Choreography
In 1978, she created her first piece as a choreographer piece titled Ne, then followed by Drastic-Classicism in 1981. Throughout the 1980s, Armitage led her own company, which was based in New York City. Her company toured internationally and was known for its collaborations with artists David Salle and Jeff Koons. In 1984, she was invited by Mikhail Baryshnikov to create a work for the American Ballet Theatre. Three years later, Rudolph Nureyev commissioned one of her works for the Paris Opéra Ballet. She created five ballets for the Ballet de l'Opéra National de Paris during the 1980s.
From 1995 to 1998, she served as the director and choreographer of the company MaggioDanza in Florence, Italy, moving on to become resident choreographer of the Ballet de Lorraine in Nancy, France, in 1999, where she was to remain until 2002. In 2004, she was the director of the International Festival of Contemporary Dance at the Venice Biennale. Returning to New York City after 15 years abroad, she founded her current company, Armitage Gone!
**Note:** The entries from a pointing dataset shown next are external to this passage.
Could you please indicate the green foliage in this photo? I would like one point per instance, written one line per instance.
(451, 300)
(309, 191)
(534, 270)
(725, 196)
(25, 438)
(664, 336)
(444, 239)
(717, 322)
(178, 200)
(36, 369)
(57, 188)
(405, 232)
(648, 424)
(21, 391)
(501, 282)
Dance, in 2005.
Armitage's recent collaborators include British composer Thomas Adès, artists; Jeff Koons Jean-Paul Gaultier, Christian Lacroix, Brice Marden, David Salle, Peter Speliopoulos, and Broadway designers; Clifton Taylor, and Philip Taaffe. She has commissioned music from many composers and her company regularly performs to live music. The themes of her pieces are as diverse as Audubon's Birds of America. In a recent work "Three Theories" was inspired by Brian Greene's popular science book The Elegant Universe. This premiered at the 2010 World Science Festival (the physics of black holes and string theory).
Armitage stated that "Physics makes me dream. I try to think outside the box and open up my mind. I like science. Science always questions authority. This conflict between theories seemed to me so dramatic and so incredibly fundamental."